Hi,
Comparision testing with tiobench between kernel 2.6 and 2.4 shows results for 2.6 more poor than for 2.4(2-3 times)
I tried to change schedulers (antic on deadline) and tuning *_expire parameters for
device but cann't achieve 2.4 results :(
Is anybody have a positive results from tuning 2.6 kernel and got real improvement with 2.6 against 2.4 ?
Can anybody confirm that performance in 2.6 degraded since 2.4 ?
If it wrong, can somebody direct me how to right tune kernel 2.6 ?.
Thanks in any case,
sincerely, Alex
speed
Alex > Is anybody have a positive results from tuning 2.6 kernel and got real improvement with 2.6 against 2.4 ?
Hi Alex, I too agree with you. that 2.6 series , with or without any latency and tweaks is much slower than 2.4 series, I use 2.4.${latest} with Cornvalis ( spello ? ) - lck series patches works the best.
I have a K6 cpu / with 32MB Ram onlty . So take it what its worth ..
Though I am not blaming any Linux Developere here. I just want to make that ver clear.
BTW try tiny kernel patch , check google .. and see if iots help
The Link --> http://selenic.com/tiny/
try this Alex :
http://selenic.com/tiny/
http://selenic.com/tiny/2.6.8-rc2-tiny1.patch.bz2
more data needed
To get useful answers, you will have to share some data with us: which filesystem, what hardware (cpu, amount of ram, harddisk, controller and interface parameters, exact kernel revisions). Is the filesystem fresh and empty, or do you simply see fragmentation effects here?
Do you e.g. run into http://kerneltrap.org/node/view/3039/8677 (i don't know, if this applies to tiobench) ? There is work going on here (a quick fix in 2.6.7 iirc, better fixes waiting), so once again "2.6" is not specific enough for an answer.
more data
Hi all,
Thanks for your answers. Last evening I made new tests. I done they with 2 filesystems: ext2 and ext3
Partition was formatted each time before testing.

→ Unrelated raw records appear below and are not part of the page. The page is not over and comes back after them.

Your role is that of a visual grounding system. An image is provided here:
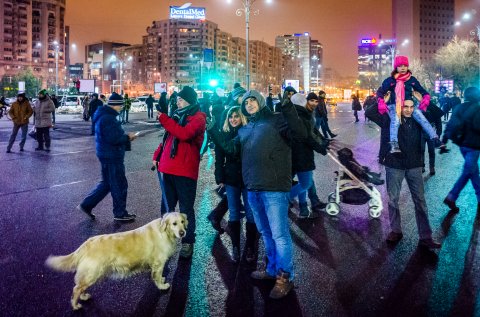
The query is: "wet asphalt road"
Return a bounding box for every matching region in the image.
[0,106,480,316]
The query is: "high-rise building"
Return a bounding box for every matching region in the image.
[0,0,68,89]
[392,0,455,62]
[84,42,129,93]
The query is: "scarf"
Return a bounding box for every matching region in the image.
[162,104,200,159]
[394,72,412,118]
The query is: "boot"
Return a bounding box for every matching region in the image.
[245,222,258,263]
[228,221,240,263]
[207,196,228,234]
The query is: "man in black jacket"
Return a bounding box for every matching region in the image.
[379,100,441,249]
[443,87,480,212]
[208,90,307,299]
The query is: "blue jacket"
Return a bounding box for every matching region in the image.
[377,76,428,104]
[93,106,130,163]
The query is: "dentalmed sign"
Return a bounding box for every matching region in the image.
[170,3,206,20]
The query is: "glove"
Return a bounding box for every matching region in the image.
[207,117,216,131]
[378,98,388,114]
[418,95,430,111]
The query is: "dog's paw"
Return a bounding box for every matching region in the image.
[159,283,170,291]
[80,293,92,300]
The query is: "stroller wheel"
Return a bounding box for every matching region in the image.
[325,202,340,216]
[328,192,336,203]
[368,206,382,218]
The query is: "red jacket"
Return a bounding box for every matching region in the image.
[153,111,206,180]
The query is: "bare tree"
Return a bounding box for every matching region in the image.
[435,37,479,91]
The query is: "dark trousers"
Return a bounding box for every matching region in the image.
[80,161,128,217]
[7,123,28,150]
[385,167,432,239]
[163,174,197,243]
[36,127,50,149]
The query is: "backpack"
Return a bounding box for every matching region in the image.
[450,103,480,146]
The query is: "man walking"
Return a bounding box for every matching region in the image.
[153,86,206,259]
[443,87,480,212]
[380,97,441,249]
[77,92,136,221]
[7,92,33,153]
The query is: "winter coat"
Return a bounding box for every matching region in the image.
[209,91,307,192]
[153,111,206,180]
[215,127,244,188]
[315,98,328,118]
[377,76,428,104]
[379,114,425,170]
[88,99,103,117]
[352,98,362,111]
[33,96,55,128]
[8,98,33,125]
[443,102,480,150]
[93,106,130,163]
[292,105,327,174]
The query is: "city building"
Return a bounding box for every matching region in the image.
[358,36,395,90]
[392,0,455,62]
[84,42,129,93]
[0,0,68,90]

My test platform hardware:
127MB LOWMEM available.
Detected 805.648 MHz processor.
Using tsc for high-res timesource
Memory: 125512k/131008k available (2332k kernel code, 4940k reserved, 977k data, 172k init, 0k highmem)
Checking if this processor honours the WP bit even in supervisor mode... Ok.
Calibrating delay loop... 1585.15 BogoMIPS
CPU: AMD Athlon(tm) processor stepping 02
CPU: L1 I Cache: 64K (64 bytes/line), D cache 64K (64 bytes/line)
CPU: L2 Cache: 256K (64 bytes/line)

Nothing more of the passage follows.